Eventually, they settle on a sparse and beautiful but melancholy melody, leading into one of the finest slow-build Pipers in existence – what better way to get back on the same page then to play the same four chords over and over again for 10 minutes. But once they move off the Piper progression, the jam wobbles again and bails out to Ghost, which seems to right the ship, quickly finding a brawny theme in its jam that would have fit right in as a Loaded outtake. But the sickly pink fog of entropy soon floats back in, and two minutes later, Trey pulls the plug.
Was it frustration over the rest of the band insufficiently accompanying his descent into territories unknown during Wolfman’s? Was it the party atmosphere of Las Vegas finally getting the best of Phish after two long nights, or the ghost of the Velvet Underground haunting the hippies that dared disturb their rest? Did Trey just have to go to the bathroom? We’ll probably never know, but it left behind an unnerving impression that was all too appropriate for the holiday and the guests of honor. After flirting with the darkness of the Velvets on the year’s most devilish night, it wouldn’t be easy to shake off the after-effects.
* - Mostly by putting the clumsy “heavenly wine and roses” bridge back in Sweet Jane, which – sorry, Lou – is a downgrade.
** - It’s already a reasonable set length and it would have been cheating, but Phish definitely could also have included “I’m Sticking With You” – with Fish vocals and vacuum solo, natch – and “Ocean,” a song they would absolutely murder…it’s the VU’s Piper.
*** - Armchair quarterbacking, but if they had simply taken the middle stretch of this Wolfman’s into the fall’s first 2001, it would have produced a unanimously legendary set instead of this hotly-debated one.
Personal milestone for this show — while I wasn’t in attendance, this was my first Couch Tour experience. I tried and failed miserably watching their previous webcast (8/1/98 Alpine) on my parents’ dialup AOL connection, but had no issues watching this show live via my college’s ethernet. It was truly one of those rare “holy shit, we’ve reached the future” experiences.
I love the Halloween ‘98 Wolfman’s Brother. I might feel differently if I attended this show. I think it’s the spookiest thing, musically speaking, the band has ever performed on October 31st. It’s incredibly bold in retrospect that Phish, arguably at their pinnacle of their popularity and performing on a showcase date, would unleash 30 minutes of music that so quickly abandons the structure of Wolfman’s Brother and then dispenses with song structure altogether. And we’re certainly not talking a “conventional” type 2 jam which is often still a very busy and insistently rhythmic affair. The “Type 3” moniker never really stuck, but I think this is an archetypal example of this jam style in action. Woozy, unhurried, disconnected, uncomfortably devoid of identifiable tempo, key, or measure, a truly ambient walkabout with no map, no compass, and no destination in mind. Fear and loathing and smooth atonal sounds in Las Vegas.

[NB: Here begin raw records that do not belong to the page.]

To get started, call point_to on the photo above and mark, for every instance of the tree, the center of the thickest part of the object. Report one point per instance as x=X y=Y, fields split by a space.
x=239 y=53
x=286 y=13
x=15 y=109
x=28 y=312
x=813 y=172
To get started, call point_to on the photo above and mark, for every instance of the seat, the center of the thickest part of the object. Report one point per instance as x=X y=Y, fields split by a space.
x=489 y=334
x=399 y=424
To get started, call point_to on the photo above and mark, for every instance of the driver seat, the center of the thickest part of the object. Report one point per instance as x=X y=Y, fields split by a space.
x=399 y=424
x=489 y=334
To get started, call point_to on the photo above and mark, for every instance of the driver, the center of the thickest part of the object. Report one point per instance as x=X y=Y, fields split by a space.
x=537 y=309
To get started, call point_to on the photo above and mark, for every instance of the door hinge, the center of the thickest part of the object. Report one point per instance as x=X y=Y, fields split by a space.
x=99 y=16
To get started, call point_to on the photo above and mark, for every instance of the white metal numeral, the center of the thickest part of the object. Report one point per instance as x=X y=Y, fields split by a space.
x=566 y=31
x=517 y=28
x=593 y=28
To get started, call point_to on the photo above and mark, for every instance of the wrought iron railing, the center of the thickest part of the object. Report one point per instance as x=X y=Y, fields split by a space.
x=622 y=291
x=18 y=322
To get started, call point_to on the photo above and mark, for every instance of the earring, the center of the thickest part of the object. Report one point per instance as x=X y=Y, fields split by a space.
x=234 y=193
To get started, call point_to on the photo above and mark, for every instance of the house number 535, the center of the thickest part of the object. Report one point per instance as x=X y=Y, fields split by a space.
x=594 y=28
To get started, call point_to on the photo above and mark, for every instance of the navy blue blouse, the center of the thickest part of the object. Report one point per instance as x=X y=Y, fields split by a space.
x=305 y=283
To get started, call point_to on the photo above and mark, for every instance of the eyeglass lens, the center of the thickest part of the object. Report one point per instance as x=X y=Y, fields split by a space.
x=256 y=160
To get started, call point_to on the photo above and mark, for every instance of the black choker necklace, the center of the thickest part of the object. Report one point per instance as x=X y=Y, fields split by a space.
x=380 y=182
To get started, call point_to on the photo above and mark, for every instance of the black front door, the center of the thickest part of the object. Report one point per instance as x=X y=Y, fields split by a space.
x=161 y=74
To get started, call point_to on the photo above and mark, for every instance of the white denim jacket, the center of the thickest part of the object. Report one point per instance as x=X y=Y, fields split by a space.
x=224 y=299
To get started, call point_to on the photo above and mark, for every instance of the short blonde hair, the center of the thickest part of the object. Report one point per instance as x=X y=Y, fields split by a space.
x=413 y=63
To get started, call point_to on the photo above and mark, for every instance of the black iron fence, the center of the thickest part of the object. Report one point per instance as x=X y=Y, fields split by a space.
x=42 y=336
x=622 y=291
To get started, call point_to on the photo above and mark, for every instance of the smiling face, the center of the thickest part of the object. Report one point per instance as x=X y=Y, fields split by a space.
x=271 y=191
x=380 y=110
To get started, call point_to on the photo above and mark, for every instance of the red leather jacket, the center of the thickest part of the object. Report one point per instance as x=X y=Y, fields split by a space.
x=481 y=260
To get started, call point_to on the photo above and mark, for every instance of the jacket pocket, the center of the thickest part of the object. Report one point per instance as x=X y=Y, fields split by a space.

As you note, and has been speculated online for years, it obviously doesn’t seem like all the band is on board with this abstraction on one of the brightest spotlight nights on the Phish calendar. Trey’s end of set walk-off is unprecedented as far as I know, and a tell that something is not quite in alignment here. Vegas party favors playing tricks? Impatient band mates not enthused about recreating the candlelight Lemonwheel ambient set in front of a jacked-up Sin City crowd? I guess the source of this awkward tension will have to stay in Vegas. As usual Rob, a well-researched and deep recap of a momentous show.